Wednesday 24 January 2018

Jeepers Creepers 3 (USA 2017: Dir Victor Salva)

I'm not entirely sure I should be writing this. There's an active boycott of Jeepers Creepers 3 by some sections of the film-going community on the basis of the past crimes of its writer/director Victor Salva, and those sections have some pretty harsh words for anyone who crosses the cinematic picket line. Too late, I was one of those 'scabs.'

Few people with an interest in the horror movie will be unaware that Salva was tried and convicted in 1988 after pleading guilty to sexual conduct with one of the 12 year old actors in his film Clownhouse. Salva served 15 months of his three year prison sentence and was paroled in 1992. But the crime didn't stop Salva continuing to make his way in Hollyweird. Jeepers Creepers 1 and 2 were released in 2001 and 2003 respectively, and before those films he got picked up by Disney for the successful 1995 movie Powder (and against which a boycott was organised by the director's victim).

Supposedly talks for a third JC sequel were happening before 2 hit the cinemas, but various obstacles stopped the movie being green lit prior to 2015, when it ran into further problems after The Union of British Columbia Performers (it was due to be shot in Canada) warned prospective cast members away from the production because of Salva's past.

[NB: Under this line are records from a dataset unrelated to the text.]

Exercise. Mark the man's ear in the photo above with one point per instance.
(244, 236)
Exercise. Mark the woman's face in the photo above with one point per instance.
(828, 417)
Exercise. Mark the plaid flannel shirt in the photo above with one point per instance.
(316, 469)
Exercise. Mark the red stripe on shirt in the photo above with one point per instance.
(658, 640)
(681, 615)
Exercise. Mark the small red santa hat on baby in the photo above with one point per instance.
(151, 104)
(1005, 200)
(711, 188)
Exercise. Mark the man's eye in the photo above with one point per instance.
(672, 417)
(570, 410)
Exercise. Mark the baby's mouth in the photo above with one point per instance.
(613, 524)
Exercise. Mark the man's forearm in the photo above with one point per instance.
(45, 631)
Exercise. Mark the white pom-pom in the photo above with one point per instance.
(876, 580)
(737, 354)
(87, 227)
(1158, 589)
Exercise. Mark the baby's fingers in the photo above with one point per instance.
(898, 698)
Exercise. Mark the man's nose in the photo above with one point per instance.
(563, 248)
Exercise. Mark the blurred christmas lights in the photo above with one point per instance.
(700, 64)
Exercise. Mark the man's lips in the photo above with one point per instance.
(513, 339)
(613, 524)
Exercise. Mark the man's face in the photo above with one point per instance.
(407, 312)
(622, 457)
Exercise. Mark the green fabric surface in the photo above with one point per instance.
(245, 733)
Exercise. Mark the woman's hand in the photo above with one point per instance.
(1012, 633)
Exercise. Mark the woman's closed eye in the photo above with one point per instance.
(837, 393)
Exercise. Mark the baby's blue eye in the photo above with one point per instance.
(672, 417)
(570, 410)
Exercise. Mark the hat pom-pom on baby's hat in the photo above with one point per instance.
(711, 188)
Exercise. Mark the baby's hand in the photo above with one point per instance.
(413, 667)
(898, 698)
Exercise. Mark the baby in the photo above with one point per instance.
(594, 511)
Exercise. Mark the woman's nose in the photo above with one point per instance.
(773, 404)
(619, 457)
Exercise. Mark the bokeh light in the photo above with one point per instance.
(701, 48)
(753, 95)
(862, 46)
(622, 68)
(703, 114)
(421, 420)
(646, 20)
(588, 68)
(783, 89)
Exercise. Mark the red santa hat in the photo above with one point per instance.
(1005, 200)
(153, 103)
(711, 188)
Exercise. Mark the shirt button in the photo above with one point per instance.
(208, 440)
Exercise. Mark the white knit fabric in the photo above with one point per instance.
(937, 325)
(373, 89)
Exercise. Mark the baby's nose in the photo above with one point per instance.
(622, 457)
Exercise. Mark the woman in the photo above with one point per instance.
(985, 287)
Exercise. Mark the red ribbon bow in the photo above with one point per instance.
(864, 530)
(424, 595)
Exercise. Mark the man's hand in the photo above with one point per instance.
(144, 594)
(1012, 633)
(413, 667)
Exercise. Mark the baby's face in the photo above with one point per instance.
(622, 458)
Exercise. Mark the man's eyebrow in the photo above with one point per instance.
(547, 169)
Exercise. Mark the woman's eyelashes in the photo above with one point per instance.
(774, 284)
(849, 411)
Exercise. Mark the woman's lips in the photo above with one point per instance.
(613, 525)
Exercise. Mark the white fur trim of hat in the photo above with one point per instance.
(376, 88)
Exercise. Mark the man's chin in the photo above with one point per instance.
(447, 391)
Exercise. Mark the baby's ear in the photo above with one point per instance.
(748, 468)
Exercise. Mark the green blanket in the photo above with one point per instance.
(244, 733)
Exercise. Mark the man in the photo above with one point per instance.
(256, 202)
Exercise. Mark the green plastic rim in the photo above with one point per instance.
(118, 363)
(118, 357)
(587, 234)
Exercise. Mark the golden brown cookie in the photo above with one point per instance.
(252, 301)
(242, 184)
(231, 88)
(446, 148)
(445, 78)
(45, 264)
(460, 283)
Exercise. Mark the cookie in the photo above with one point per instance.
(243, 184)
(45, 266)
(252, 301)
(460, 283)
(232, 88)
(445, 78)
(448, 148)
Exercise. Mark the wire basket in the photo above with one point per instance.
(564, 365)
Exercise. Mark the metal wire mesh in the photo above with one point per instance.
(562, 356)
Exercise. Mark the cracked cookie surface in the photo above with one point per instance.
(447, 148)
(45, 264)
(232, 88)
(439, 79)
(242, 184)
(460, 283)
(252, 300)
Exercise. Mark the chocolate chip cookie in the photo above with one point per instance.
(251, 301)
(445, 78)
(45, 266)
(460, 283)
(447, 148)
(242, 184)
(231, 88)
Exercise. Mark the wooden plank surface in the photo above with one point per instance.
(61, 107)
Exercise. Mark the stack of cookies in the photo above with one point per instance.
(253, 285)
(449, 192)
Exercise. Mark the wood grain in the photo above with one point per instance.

Jeepers Creepers 3 finally saw limited theatrical light of day in September 2017 after filming began and was completed earlier that year, the location having shifted from Canada to Louisiana. It limped out in this country straight to DVD with very little fanfare, dragging its rather shameful tail behind it. So, having set out the reasons for not giving it a go, what's it actually like?

Terrible. JC3 takes places roughly between the end of the first film and the start of the second, but there's no attempt at continuity or logic beyond these broadly linked events (and if you haven't seen 1 and 2 the movie will seem even more pointless). The Creeper, who seems to have morphed from his rather shadowy beginnings in the first installment to a kind of full on masked baddie, spends most of his time travelling around the countryside in his pimped up truck; think a tooled up James Bond car, but with various ludicrous accoutrements that allow him to pick off his victims from a distance.

There's a severed Creeper hand which seems to possess those who touch it (including a noticeably older 1980s regular Meg Foster, her no-spring-chickenness possibly the biggest shock in the film, even under the old age makeup), a subplot which almost unbelievably hints at abuse between a father and daughter, and enough shonky CGI moments to set your teeth on edge.

Because of the very short shooting schedule, my guess is that this was filmed based on a very loose script and almost entirely put together in the editing suite. While a couple of scenes hint at some of the inventiveness of the earlier films (mainly those of The Creeper in flight) this is a painful, desultory experience. And the closing sequence, featuring an actor from JC1 introduced to offer the possibility of a sequel, is a total red herring as the director had already made it very clear that JC3 was to be the final part.

Never say never, you my be thinking. Well I'll say it for you. Never.